Constitution Day: Moravian Celebrates the Country’s Social Contract


On the afternoon of Friday, Sept. 16, in PPHAC 101, a group of Moravian students and professors celebrated Constitution Day, a national event that recognizes the adoption of the U.S. Constitution and those who have become U.S. citizens.

Constitution Day was created in 1939 by newspaper publisher William Randolph Hearst, who suggested there be a holiday to celebrate American citizenship. Moravian University recognized the celebration for the first time this year, thanks to the efforts of Dr. Samuel Rhodes, assistant professor of political science at Moravian.

“The Constitution is a social contract that we make with each other and with the government. It’s a contract that you have to practice every minute of every day,” he said. “Having these anniversaries helps to remind us that this is something that we should not take for granted. Because without this practice and without honoring the thing that unites us as a people by definition, we risk fracture, we risk division.”

Twenty students came and went during the two-hour event; a few faculty members sat quietly in the back. Everyone helped themselves to the pizza catered by Moravian University as they learned more about the Constitution.

The focus of the event was a live Zoom call discussion on the issues and events in the American colonies that led to the Constitutional Convention.

One panel debated originalism and the Constitution.
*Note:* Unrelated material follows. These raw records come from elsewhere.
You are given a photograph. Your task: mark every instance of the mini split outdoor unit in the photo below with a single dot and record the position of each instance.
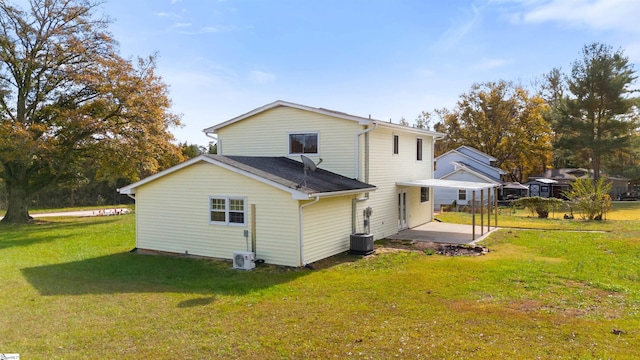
(244, 260)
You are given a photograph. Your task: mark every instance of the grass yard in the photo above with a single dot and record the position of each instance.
(71, 289)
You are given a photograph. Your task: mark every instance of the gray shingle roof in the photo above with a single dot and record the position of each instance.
(290, 173)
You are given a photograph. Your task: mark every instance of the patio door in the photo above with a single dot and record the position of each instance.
(403, 222)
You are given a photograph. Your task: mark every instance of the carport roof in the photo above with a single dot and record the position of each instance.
(447, 184)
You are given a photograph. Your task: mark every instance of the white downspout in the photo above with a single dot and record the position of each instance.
(357, 162)
(219, 150)
(302, 228)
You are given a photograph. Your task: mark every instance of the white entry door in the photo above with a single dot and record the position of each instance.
(403, 215)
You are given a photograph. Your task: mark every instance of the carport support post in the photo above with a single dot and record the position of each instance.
(473, 215)
(481, 212)
(488, 209)
(496, 205)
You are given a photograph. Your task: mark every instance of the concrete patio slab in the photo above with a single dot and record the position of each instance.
(444, 233)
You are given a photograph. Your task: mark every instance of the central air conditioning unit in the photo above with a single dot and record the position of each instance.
(244, 260)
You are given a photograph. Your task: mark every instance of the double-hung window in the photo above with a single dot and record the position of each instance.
(227, 210)
(303, 143)
(424, 194)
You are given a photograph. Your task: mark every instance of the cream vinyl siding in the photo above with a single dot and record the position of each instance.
(386, 169)
(267, 134)
(327, 226)
(173, 215)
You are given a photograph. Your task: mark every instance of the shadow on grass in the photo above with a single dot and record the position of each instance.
(135, 273)
(40, 232)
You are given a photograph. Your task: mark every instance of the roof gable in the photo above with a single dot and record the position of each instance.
(469, 161)
(333, 113)
(280, 172)
(464, 148)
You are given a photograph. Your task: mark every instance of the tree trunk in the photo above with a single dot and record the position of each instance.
(17, 211)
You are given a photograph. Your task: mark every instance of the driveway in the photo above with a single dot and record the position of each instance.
(444, 233)
(83, 213)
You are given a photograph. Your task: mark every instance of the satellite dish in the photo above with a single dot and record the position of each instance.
(309, 165)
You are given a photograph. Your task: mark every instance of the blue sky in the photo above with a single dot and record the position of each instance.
(388, 59)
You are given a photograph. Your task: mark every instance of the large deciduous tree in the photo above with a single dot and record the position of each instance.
(503, 120)
(69, 100)
(595, 118)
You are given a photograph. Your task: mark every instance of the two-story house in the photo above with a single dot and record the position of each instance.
(257, 195)
(464, 164)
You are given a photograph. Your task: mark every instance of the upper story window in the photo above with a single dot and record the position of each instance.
(303, 143)
(227, 210)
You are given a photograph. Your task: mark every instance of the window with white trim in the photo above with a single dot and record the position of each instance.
(303, 143)
(227, 210)
(424, 194)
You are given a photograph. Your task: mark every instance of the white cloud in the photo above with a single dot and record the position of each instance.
(595, 14)
(459, 29)
(487, 64)
(260, 77)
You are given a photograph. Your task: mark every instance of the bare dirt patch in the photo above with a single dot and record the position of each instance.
(430, 247)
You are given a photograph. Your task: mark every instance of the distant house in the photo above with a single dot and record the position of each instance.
(464, 164)
(256, 195)
(553, 182)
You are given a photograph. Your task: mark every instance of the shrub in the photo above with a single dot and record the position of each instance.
(538, 204)
(590, 198)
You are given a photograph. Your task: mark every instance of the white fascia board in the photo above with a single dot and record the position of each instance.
(448, 184)
(450, 152)
(341, 193)
(337, 114)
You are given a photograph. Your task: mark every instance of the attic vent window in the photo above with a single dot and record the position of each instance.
(303, 143)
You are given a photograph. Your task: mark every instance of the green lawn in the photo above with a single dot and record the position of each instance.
(71, 289)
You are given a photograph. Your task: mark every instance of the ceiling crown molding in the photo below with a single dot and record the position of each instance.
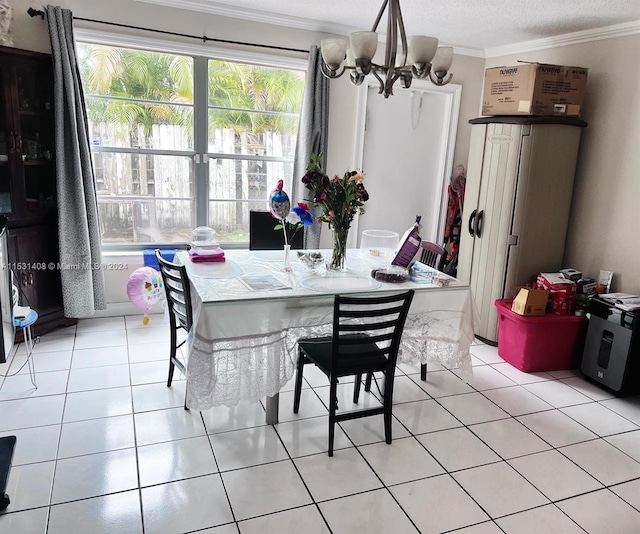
(608, 32)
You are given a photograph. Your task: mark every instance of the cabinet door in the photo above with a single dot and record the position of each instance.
(33, 254)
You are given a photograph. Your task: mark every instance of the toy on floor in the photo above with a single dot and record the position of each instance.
(144, 289)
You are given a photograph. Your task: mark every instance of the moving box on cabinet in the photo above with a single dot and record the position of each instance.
(534, 89)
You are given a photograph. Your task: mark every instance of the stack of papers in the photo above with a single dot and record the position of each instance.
(622, 301)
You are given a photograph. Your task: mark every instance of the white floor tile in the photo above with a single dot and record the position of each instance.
(372, 511)
(29, 486)
(458, 448)
(516, 400)
(304, 519)
(27, 522)
(185, 505)
(423, 501)
(343, 474)
(311, 436)
(27, 413)
(37, 444)
(100, 515)
(557, 394)
(99, 357)
(554, 475)
(602, 512)
(99, 403)
(251, 491)
(556, 428)
(472, 408)
(599, 419)
(111, 376)
(499, 489)
(158, 396)
(547, 519)
(96, 435)
(509, 438)
(629, 443)
(93, 475)
(175, 460)
(167, 425)
(248, 447)
(425, 416)
(443, 383)
(603, 461)
(486, 377)
(403, 460)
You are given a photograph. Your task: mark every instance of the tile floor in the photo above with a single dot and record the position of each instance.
(105, 447)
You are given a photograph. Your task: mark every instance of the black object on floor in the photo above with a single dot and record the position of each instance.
(7, 445)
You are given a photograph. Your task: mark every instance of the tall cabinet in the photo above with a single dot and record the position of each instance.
(516, 210)
(28, 182)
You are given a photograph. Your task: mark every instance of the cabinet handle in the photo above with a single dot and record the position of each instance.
(479, 224)
(471, 222)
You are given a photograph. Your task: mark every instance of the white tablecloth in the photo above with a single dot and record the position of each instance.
(243, 344)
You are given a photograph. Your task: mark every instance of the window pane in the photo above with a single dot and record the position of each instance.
(154, 126)
(144, 198)
(230, 220)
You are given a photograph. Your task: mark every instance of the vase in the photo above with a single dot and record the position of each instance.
(339, 254)
(287, 261)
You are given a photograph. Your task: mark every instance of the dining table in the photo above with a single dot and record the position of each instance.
(249, 311)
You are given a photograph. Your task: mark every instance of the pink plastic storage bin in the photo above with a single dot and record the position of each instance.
(546, 343)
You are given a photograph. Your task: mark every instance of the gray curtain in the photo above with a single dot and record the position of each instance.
(312, 135)
(83, 288)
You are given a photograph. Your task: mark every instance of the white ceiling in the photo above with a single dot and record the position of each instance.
(478, 25)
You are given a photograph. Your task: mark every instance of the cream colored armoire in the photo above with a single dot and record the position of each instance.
(516, 207)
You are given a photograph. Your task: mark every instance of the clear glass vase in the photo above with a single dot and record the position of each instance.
(287, 260)
(339, 254)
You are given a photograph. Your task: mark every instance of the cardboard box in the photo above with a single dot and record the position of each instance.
(534, 89)
(530, 302)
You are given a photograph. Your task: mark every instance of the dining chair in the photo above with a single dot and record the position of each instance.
(365, 339)
(262, 236)
(178, 293)
(431, 255)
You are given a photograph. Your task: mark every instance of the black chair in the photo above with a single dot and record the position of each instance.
(365, 340)
(178, 292)
(430, 255)
(262, 236)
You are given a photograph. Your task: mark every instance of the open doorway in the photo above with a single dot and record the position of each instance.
(405, 145)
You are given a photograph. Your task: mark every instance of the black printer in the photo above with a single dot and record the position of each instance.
(611, 354)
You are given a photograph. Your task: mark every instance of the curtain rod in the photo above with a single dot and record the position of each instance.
(38, 13)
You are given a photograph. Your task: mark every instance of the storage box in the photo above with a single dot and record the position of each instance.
(530, 302)
(150, 259)
(534, 89)
(547, 343)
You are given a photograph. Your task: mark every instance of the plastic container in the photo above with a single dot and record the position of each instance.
(546, 343)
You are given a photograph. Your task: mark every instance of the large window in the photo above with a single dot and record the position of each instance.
(183, 141)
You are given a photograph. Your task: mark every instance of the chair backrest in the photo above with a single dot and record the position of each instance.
(369, 327)
(262, 236)
(178, 291)
(430, 253)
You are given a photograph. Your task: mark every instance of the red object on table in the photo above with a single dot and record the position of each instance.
(544, 343)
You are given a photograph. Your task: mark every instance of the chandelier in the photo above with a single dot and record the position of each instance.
(421, 59)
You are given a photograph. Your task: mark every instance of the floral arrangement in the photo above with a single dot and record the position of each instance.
(340, 199)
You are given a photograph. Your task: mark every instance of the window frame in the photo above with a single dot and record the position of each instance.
(201, 54)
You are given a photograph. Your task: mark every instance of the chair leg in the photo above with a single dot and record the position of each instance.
(356, 388)
(298, 387)
(333, 402)
(367, 382)
(388, 403)
(172, 355)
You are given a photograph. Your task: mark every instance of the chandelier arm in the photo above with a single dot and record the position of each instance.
(375, 24)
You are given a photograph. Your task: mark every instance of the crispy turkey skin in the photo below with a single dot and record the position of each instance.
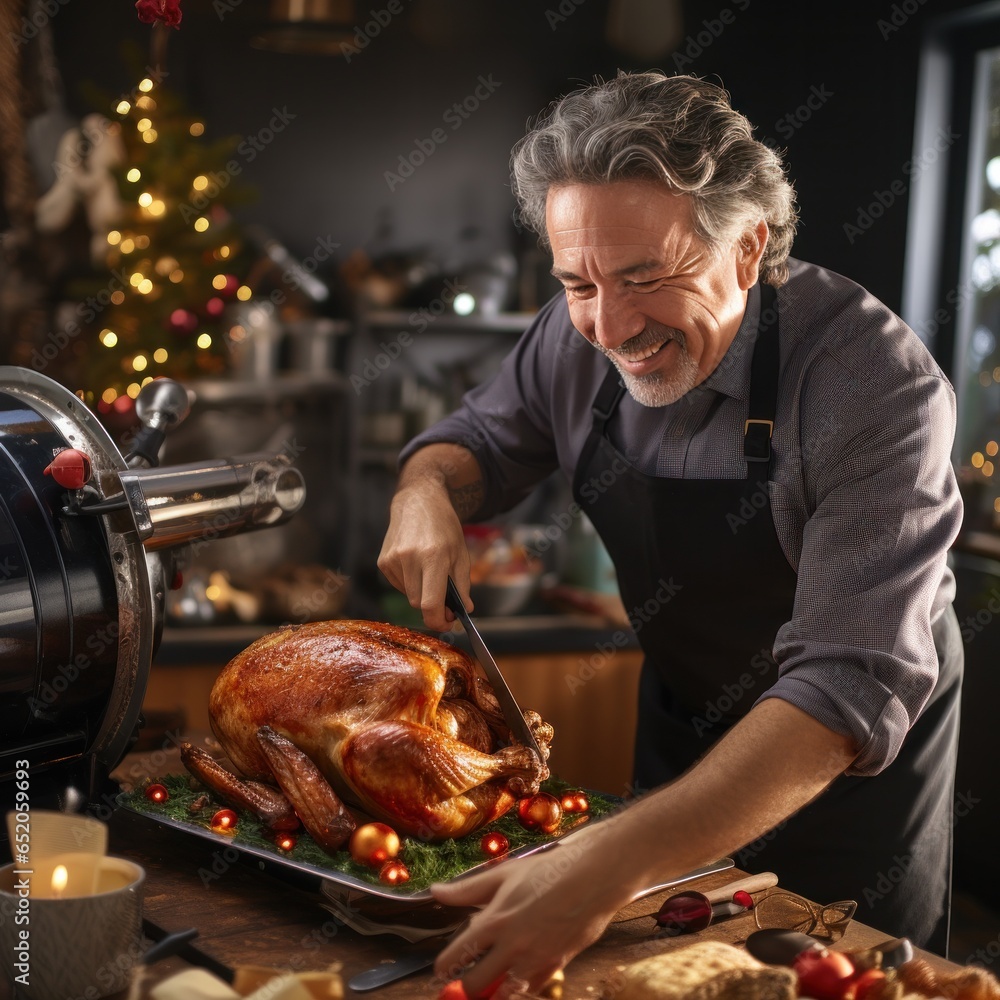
(401, 725)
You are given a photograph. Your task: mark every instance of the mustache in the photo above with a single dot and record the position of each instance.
(652, 335)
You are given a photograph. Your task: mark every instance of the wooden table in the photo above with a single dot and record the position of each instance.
(247, 917)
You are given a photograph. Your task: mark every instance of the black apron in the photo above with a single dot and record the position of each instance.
(707, 586)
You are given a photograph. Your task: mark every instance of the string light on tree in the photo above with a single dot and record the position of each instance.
(164, 309)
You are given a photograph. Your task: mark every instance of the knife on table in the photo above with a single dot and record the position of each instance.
(511, 713)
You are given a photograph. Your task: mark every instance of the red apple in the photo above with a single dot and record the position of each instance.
(823, 974)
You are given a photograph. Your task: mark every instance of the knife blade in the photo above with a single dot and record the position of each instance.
(511, 713)
(389, 972)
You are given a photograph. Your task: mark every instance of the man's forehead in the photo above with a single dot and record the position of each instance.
(618, 237)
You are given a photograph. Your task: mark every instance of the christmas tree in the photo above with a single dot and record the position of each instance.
(176, 258)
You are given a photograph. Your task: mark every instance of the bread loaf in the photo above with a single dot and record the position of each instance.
(705, 970)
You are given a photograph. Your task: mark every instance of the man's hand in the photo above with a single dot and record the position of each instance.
(540, 911)
(424, 545)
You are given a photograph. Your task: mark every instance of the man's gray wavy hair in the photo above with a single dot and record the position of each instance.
(679, 130)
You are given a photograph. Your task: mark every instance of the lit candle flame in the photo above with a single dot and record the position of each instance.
(59, 879)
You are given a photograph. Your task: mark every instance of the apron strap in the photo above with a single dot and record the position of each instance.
(764, 369)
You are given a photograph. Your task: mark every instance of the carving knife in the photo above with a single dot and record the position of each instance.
(511, 713)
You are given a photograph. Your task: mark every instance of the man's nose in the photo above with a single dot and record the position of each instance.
(616, 321)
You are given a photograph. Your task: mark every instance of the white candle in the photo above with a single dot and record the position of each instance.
(59, 879)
It included Hasan Kwame Jeffries, associate professor of history at The Ohio State University; Akhil Reed Amar, Sterling Professor of Law and Political Science at Yale University; and Colleen Sheehan, professor of politics at Arizona State University. They were joined by National Constitution Center President and CEO, Jeffrey Rosen.

Each of the three academics provided a historical text and described the influence it had on the creation of the Constitution.

“You have to read, and if we don’t, we die,” said Amar when discussing the importance of reading historical texts (like the Declaration of Independence).

Another panel discussed the various interpretations of the Constitution and whether “originalism” is the correct way to view the document. Originalism is a way of thinking that believes that interpretations of historical texts should be followed in the manner that they were meant when first created.

“If I thought originalism was consistent and actually constrained judges in any kind of true, real comprehensive way, I would have intellectual respect for it, even if I still disagree with its outcome,” said Emily Bazelon, staff writer at the New York Times Magazine. “But it does not.”

“The Constitution is the original deal,” countered Rich Lowry, editor-in-chief of National Review. “It is the basis of our Republic, and the founders wrote it down for a reason. Because it was the deal.”

When reflecting on the event, Amro Elkelny, a biology major, said she learned a lot. “I might not be the most politically involved person, but [the Constitution] created the infrastructure we’re living by right now. so it’s important to celebrate it.”